HANOVER, GERMANY (Reuters) — German workers at Volkswagen AG will push for above-inflation pay rises next year, even as Europe's largest carmaker seeks to cut costs and boost flagging profitability in its core division, their main labour union said on Thursday.
IG Metall, the country's largest labour union, will push for wage increases clearly above the rate of inflation for about 100,000 employees at VW's six western German plants, Hartmut Meine, chief negotiator for the union, told reporters.
In July, VW Chief Executive Martin Winterkorn set out plans to steadily increase cost reductions at the VW brand to 5 billion euros ($6.5 billion) a year from 2017, as part of efforts to streamline work processes at the division which accounts for over a third of group revenue.

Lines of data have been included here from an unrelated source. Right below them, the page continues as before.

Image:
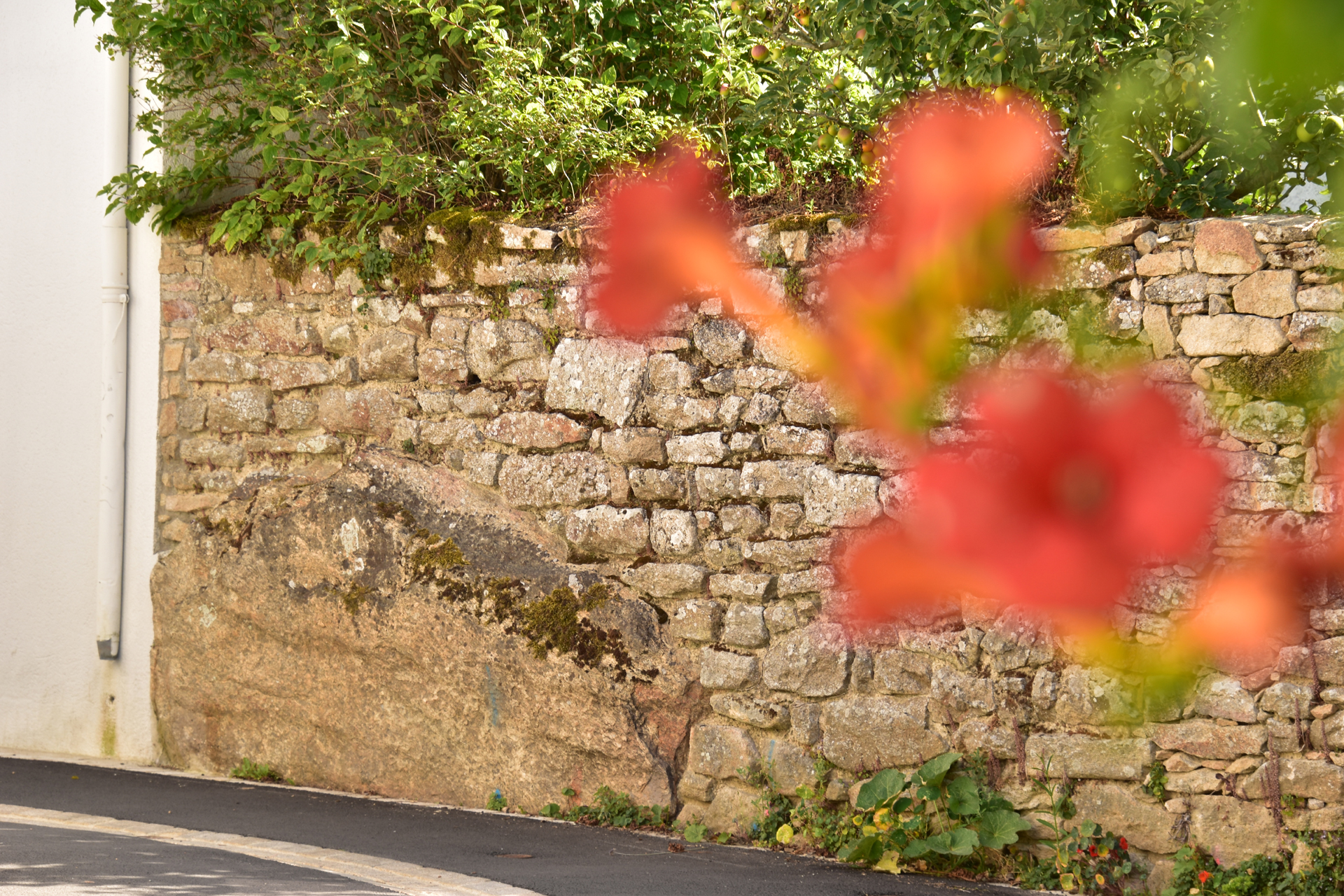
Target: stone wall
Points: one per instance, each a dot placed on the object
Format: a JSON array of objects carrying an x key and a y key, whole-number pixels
[{"x": 438, "y": 546}]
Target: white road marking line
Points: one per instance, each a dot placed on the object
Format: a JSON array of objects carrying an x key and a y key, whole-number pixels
[{"x": 403, "y": 878}]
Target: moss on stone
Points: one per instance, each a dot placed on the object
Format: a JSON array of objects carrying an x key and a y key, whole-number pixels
[
  {"x": 470, "y": 237},
  {"x": 353, "y": 598},
  {"x": 391, "y": 511},
  {"x": 812, "y": 223},
  {"x": 1292, "y": 377},
  {"x": 195, "y": 226},
  {"x": 554, "y": 624},
  {"x": 433, "y": 555}
]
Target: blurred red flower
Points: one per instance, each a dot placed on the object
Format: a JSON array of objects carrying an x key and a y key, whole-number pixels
[
  {"x": 946, "y": 234},
  {"x": 1058, "y": 505},
  {"x": 667, "y": 238}
]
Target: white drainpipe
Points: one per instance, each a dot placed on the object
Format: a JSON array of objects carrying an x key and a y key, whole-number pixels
[{"x": 112, "y": 414}]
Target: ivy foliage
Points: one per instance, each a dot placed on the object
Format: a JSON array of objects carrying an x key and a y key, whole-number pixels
[
  {"x": 320, "y": 122},
  {"x": 1166, "y": 105},
  {"x": 340, "y": 115}
]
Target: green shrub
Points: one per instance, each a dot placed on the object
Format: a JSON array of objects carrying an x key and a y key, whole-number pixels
[
  {"x": 948, "y": 820},
  {"x": 251, "y": 770}
]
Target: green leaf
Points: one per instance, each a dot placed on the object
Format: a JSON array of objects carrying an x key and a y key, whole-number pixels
[
  {"x": 882, "y": 788},
  {"x": 933, "y": 771},
  {"x": 962, "y": 797},
  {"x": 962, "y": 841},
  {"x": 867, "y": 849},
  {"x": 937, "y": 844},
  {"x": 999, "y": 828}
]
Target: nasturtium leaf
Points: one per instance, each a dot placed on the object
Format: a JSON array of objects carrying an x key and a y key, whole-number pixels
[
  {"x": 882, "y": 788},
  {"x": 864, "y": 850},
  {"x": 933, "y": 771},
  {"x": 920, "y": 846},
  {"x": 962, "y": 841},
  {"x": 1000, "y": 827},
  {"x": 962, "y": 797}
]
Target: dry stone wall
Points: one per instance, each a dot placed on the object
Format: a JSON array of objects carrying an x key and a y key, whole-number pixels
[{"x": 638, "y": 596}]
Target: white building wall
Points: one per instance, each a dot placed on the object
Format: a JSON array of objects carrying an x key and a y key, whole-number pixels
[{"x": 55, "y": 695}]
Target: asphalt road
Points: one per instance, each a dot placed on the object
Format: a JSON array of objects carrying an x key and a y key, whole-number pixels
[
  {"x": 73, "y": 862},
  {"x": 562, "y": 860}
]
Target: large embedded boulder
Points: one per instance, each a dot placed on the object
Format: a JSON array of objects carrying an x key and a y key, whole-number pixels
[{"x": 396, "y": 629}]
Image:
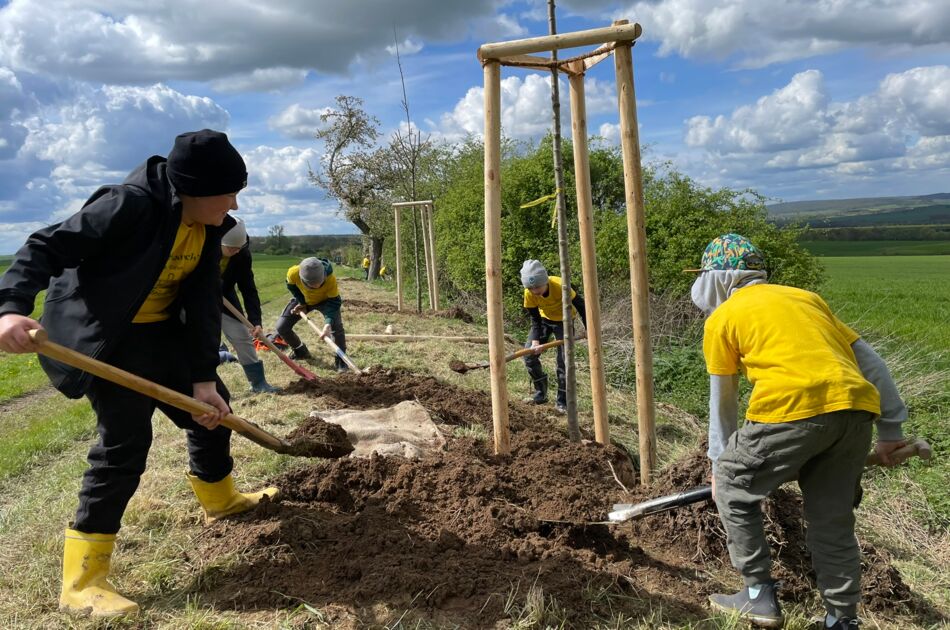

The VW brand is lagging a medium-term profit margin target of at least 6 per cent because of fixed production and personnel costs, which the group says are high relative to Japan's Toyota Motor Corp.
But Winterkorn's plea drew a cool response from VW's top labour representative, Bernd Osterloh, who blamed management for mistakes that have held back productivity growth, such as self-inflicted problems in production.
"That's why I'm expecting a very tough wage round," Meine said.
IG Metall will set out its wage claim for forthcoming pay talks in November, three months before in-house wage contracts at VW expire in February 2015. The union will also negotiate new pay agreements for its 3.6 million members nationwide next year.
Germany's inflation rate in August was 0.8 per cent year on year, down 0.1 percentage points from the month before.